Group rights in biolaw: a model approach
Kanellopoulou, Konstantina Nadja
This thesis investigates legal, ethical and social aspects of group participation in genomic research. Groups in research are diverse. They can be families, patient groups, native tribes, local communities, ethnic collectives or entire national populations united by disease heredity, common cultural or personal ties. Despite rapidly rising scientific and policy interest in research with groups, legal protections for group rights and responsibilities are scarce. This work discusses current problems in defining what constitutes groups, together with dominant normative assumptions and ambiguities in existing research protections. It focuses on key issues of representation, accountability, resourcesharing and control in the management of scientific and commercial uses of group research. It highlights the increasing value of groups as research partners and examines emerging cooperative models, in the quest for appropriate legal frameworks for group protections.

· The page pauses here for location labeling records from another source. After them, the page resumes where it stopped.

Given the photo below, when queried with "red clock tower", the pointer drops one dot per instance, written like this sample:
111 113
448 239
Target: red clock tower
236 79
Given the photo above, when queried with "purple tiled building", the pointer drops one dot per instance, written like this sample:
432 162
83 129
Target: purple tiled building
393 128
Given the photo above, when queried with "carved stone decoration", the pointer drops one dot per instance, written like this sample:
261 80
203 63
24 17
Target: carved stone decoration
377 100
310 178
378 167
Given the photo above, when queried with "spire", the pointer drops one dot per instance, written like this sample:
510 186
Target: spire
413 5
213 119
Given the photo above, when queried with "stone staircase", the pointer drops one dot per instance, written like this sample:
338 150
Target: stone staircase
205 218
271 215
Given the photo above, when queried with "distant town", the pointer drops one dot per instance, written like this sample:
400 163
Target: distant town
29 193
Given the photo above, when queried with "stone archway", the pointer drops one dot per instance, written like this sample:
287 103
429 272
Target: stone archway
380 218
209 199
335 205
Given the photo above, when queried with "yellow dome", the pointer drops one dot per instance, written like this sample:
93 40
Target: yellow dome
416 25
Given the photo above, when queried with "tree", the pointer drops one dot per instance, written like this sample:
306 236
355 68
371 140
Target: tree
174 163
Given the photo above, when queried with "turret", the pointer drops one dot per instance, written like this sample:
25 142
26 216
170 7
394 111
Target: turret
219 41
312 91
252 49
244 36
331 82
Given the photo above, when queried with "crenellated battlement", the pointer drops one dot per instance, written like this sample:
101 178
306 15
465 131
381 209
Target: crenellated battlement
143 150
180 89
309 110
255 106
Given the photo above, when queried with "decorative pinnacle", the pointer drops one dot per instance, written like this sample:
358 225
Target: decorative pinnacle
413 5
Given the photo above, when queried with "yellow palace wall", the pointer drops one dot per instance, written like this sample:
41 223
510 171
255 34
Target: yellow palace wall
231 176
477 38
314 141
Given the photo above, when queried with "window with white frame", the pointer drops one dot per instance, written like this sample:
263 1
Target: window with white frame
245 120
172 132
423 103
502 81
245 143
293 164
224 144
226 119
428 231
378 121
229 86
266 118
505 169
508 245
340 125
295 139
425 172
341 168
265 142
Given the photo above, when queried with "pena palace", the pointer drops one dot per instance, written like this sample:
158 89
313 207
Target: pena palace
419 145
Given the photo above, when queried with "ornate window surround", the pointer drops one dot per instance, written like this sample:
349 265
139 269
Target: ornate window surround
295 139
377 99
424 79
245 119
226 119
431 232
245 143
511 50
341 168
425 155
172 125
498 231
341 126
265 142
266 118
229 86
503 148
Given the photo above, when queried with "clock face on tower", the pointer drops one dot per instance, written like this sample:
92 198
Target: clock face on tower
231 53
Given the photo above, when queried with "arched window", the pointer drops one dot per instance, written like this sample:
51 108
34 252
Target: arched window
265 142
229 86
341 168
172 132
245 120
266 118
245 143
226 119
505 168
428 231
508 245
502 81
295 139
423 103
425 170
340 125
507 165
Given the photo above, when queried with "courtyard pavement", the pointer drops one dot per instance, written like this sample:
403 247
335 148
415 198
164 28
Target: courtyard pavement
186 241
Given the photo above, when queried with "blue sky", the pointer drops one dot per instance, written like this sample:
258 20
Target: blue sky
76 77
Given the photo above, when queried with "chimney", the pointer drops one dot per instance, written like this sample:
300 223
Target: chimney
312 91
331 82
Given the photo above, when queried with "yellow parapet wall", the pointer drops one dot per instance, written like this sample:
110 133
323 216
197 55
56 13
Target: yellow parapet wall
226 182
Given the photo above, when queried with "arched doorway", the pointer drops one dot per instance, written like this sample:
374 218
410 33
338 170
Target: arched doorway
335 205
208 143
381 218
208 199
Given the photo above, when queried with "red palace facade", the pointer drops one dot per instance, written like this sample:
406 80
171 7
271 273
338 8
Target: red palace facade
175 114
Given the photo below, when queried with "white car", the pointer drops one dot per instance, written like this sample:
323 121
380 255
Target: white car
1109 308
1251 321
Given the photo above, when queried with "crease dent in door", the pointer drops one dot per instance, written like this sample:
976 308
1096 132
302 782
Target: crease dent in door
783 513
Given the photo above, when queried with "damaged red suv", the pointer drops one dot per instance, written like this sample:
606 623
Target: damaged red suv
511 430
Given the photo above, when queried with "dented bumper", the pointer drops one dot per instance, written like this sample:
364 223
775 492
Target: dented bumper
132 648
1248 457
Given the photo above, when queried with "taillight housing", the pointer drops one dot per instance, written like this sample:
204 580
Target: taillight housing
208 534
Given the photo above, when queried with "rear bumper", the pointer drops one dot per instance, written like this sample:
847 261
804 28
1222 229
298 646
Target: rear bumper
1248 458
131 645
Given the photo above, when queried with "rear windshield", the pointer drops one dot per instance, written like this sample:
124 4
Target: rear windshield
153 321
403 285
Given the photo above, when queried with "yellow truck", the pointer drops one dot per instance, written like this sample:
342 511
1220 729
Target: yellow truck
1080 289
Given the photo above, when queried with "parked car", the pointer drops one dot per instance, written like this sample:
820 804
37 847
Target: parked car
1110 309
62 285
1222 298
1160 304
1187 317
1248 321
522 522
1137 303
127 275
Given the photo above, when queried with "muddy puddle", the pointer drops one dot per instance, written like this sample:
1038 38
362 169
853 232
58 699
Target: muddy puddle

The thesis recommends a new concept of group empowerment and considers legal models for the implementation of the empowerment principle in modern research ethics. It proposes a way forward for law to focus on the collaborative aspects of group-researcher relationships, and to identify group research gifts as conditional, reciprocal returns of favours. Under the principle of group empowerment, reciprocity and cooperation are central in the development of adequate mechanisms for group protections. This new approach contributes to current thinking about ways to redress inequities in the balance of power between groups and researchers, build viable mechanisms for shared governance, and facilitate group involvement in genomic endeavours.